CATHOLIC school authorities who become aware of children seeking to delay the onset of puberty with hormone blockers need to pursue a pastoral care strategy that was steeped in truth “not by political lobbying”, Perth bioethics director Fr Joseph Parkinson has said.
Fr Parkinson regularly offers advice to parents of children with gender dysphoria and incongruence, and is critical of the current clinical approach to caring for students experiencing distress with their sexuality.
“The current fashion to dress this up as gender incongruence and respond ac- cording to the rhetoric of the LGBTIQ++ lobby is unnecessary and possibly counter-productive in terms of providing sound, long-term support for all children in our care – not just for the few who claim gender incongruence status,” he said.
Fr Parkinson’s comments were in response to an ABC’s Four Corners report into the lives of four young Australians who have chosen to identify as non-binary, meaning they believe they are neither male nor female.
One of those young people was Olivia Purdie, an 11-year-old primary school student from Adelaide who is on puberty blockers to treat her gender dysphoria, which was diagnosed two years ago.
“I am non-binary, which means I have no gender. I am just me,” Olivia said on Four Corners.
At the recommendation of Olivia’s doctors, including a paediatric endocrinologist from the Women’s and Children’s Hospital of South Australia, she is receiving an injection of drugs designed to postpone puberty, including the development of breasts and menstruation.

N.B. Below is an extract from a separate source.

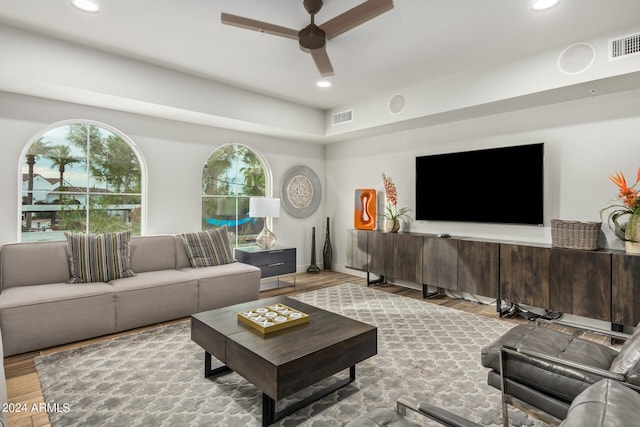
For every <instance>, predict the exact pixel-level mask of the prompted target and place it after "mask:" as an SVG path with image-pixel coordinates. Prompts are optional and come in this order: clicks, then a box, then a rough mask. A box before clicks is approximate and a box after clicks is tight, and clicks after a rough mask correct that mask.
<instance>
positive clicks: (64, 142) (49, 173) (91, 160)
mask: <svg viewBox="0 0 640 427" xmlns="http://www.w3.org/2000/svg"><path fill="white" fill-rule="evenodd" d="M141 165H142V162H141V158H140V157H139V156H138V153H137V150H135V147H134V145H133V143H131V142H130V141H129V140H128V139H127V138H126V137H125V136H124V135H122V134H120V133H119V132H117V131H116V130H114V129H108V128H107V127H106V126H104V125H98V124H94V123H87V122H85V123H78V122H74V123H69V124H64V125H61V126H56V127H54V128H52V129H51V130H49V131H47V132H45V133H44V134H42V135H41V136H39V137H38V138H36V140H35V141H33V142H32V143H31V144H30V145H29V146H28V147H26V149H25V152H24V158H23V160H22V177H21V183H22V208H21V211H22V212H21V213H22V239H21V240H22V241H27V242H28V241H42V240H64V239H65V237H64V232H65V231H81V232H85V233H103V232H109V231H121V230H132V231H133V234H135V235H140V233H141V228H142V223H141V221H142V218H143V215H142V195H143V194H142V188H143V182H142V181H143V180H142V177H143V171H142V166H141Z"/></svg>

This treatment was advised in order to alleviate Olivia’s distress with her birth gender and to provide an early intervention of a possible suicide.
“The benefit of a puberty blocker is that it gives a young person time to explore how they express their gender identity,” Olivia’s endocrinologist Dr Jemma Anderson told ABC’s Four Corners.
But Fr Parkinson said there were no credible studies showing the long-term effects of using hormone suppression treatments, including whether a child was less likely to suicide when given puberty blockers.
Studies that did claim such treatments lessened the likelihood of suicide were usually methodologically weak, he said.
“Medical practitioners, even those who advocate use of hormonal treatment, recognise that we have no real idea of the long-term effects it may have,” Fr Parkinson said.
“A few short-term trials have been published, but these also report mixed results: hormonal treatment often doesn’t alleviate gender dysphoria in the long run, nor reduce the effects of coinciding psychological pathologies.
“The claim is often made that hormonal treatment, by offering the child reassurance about the direction of their future body morphology, reduces the risk of suicide among gender incongruence children or, more popularly, if we don’t give the treatment the child is more likely to suicide.
“There are virtually no reliable data to support this claim.”
He said Catholic schools needed to await “future sound results” of longitudinal studies into the effects of medical treatments on children with gender anxieties, including the use of puberty blockers, and avoid the gender affirmation approaches of LGBTQI lobbyists.
This is consistent with Fr Parkinson’s 2014 research paper titled Pastoral Care for School Students who Experience Same-Sex Attraction, which concluded: “Schools must not blindly affirm a student’s felt same-sex orientation, but should provide excellent pastoral care designed to both support and challenge the student to ongoing growth.”
“Catholic education will be led forward over time by future sound results of reliable research into these questions – it would be at best premature, at worst irresponsible to allow our long-standing ethic of care for children to be derailed by what may well prove to be a temporary social phenomenon,” Fr Parkinson said.
“We must be led forward by the truth, not by political lobbying.”